As exportações brasileiras cresceram 6,2% no período, mesmo com as barreiras tarifárias. Segundo Palis, os exportadores buscaram outros mercados, reduzindo a dependência dos Estados Unidos, que continuam como o segundo principal parceiro comercial do Brasil, atrás apenas da China. “Em relação ao tarifaço, a gente realmente viu que foram coisas muito pontuais”, destacou a pesquisadora. Ela acrescentou que, sem as tarifas, o país poderia ter exportado ainda mais, mas o crescimento foi significativo.

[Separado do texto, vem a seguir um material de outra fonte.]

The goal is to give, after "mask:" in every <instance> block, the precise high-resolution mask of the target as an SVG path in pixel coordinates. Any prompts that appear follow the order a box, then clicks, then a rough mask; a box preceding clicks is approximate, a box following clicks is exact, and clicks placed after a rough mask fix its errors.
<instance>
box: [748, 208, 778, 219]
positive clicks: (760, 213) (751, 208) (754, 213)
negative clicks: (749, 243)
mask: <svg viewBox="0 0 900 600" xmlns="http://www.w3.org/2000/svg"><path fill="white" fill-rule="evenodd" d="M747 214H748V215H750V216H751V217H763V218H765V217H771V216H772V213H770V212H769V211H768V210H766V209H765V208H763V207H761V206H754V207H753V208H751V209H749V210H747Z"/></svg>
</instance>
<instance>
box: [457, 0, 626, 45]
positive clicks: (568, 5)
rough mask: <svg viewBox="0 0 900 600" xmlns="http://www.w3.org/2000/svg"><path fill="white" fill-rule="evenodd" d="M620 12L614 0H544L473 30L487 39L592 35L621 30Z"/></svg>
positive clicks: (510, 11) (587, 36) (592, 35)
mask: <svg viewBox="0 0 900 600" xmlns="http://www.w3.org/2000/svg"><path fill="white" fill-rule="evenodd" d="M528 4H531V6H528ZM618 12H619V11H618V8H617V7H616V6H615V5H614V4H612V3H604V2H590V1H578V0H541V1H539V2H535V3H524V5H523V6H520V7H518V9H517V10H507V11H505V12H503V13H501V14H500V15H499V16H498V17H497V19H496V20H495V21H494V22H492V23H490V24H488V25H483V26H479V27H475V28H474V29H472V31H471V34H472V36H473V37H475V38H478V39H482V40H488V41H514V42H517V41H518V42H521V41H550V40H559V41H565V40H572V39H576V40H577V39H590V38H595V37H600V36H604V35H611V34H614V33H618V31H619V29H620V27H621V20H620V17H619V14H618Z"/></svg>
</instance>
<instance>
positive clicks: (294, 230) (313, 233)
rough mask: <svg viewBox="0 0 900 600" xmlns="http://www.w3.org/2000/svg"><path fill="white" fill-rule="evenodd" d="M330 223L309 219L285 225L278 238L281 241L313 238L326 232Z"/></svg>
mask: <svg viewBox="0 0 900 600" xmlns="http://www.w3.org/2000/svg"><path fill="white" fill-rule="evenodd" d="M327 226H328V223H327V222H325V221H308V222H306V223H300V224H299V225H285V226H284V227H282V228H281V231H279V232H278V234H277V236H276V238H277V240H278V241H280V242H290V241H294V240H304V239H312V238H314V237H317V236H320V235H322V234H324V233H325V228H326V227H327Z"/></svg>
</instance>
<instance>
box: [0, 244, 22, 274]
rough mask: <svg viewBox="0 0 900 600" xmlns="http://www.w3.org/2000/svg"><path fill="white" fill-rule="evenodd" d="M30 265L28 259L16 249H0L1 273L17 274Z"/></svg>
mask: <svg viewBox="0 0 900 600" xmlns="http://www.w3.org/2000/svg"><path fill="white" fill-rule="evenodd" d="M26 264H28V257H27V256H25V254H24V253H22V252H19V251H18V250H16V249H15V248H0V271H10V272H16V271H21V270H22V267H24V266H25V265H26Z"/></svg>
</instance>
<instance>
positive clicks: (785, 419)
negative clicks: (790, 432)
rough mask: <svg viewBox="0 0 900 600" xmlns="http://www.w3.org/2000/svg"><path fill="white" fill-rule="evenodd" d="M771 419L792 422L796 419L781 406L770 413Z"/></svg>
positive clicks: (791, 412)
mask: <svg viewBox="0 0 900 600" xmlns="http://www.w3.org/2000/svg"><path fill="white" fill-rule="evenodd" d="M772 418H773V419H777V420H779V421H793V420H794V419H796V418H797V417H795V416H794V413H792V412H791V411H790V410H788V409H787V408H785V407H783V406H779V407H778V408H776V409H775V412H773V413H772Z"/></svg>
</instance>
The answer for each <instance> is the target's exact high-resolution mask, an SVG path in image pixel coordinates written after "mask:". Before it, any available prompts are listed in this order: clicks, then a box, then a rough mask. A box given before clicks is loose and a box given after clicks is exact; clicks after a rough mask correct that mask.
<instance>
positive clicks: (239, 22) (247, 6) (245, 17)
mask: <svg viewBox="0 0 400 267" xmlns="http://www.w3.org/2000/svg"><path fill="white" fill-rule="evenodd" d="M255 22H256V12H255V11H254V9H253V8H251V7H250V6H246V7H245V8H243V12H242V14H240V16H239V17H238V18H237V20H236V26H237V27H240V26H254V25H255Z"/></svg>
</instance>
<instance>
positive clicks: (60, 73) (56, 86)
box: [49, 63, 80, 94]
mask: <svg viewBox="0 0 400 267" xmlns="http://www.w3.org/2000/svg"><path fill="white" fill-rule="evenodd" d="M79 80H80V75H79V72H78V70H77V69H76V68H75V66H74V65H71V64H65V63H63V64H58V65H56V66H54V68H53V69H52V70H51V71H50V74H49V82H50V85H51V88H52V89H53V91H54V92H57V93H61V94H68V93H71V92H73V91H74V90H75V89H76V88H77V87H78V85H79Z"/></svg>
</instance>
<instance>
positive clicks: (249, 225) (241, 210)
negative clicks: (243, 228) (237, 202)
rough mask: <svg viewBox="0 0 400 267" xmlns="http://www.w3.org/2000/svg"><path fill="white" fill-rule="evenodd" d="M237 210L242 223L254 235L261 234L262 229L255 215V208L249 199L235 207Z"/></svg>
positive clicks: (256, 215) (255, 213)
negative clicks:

O tarifaço, implementado em agosto de 2025 pelo presidente americano Donald Trump, elevou taxas sobre produtos importados, com o objetivo de proteger a economia dos EUA e estimular a produção local. No caso do Brasil, as tarifas chegaram a 50%, justificadas por Trump também como retaliação ao tratamento dado pelo Brasil ao ex-presidente Jair Bolsonaro, condenado pelo Supremo Tribunal Federal (STF) em setembro de 2025 por tentativa de golpe de Estado.
Desde então, os governos brasileiro e americano negociam acordos para fortalecer a parceria comercial. De acordo com o Ministério do Desenvolvimento, Indústria, Comércio e Serviços (Mdic), as exportações brasileiras para os Estados Unidos recuaram 6,6% em 2025.
Em 20 de fevereiro, a Suprema Corte dos EUA derrubou a decisão de Trump sobre as tarifas. Em resposta, o presidente impôs uma tarifa de 10% a diversos países. O Mdic informou que o novo regime tarifário deve poupar 46% dos produtos brasileiros exportados para o mercado americano.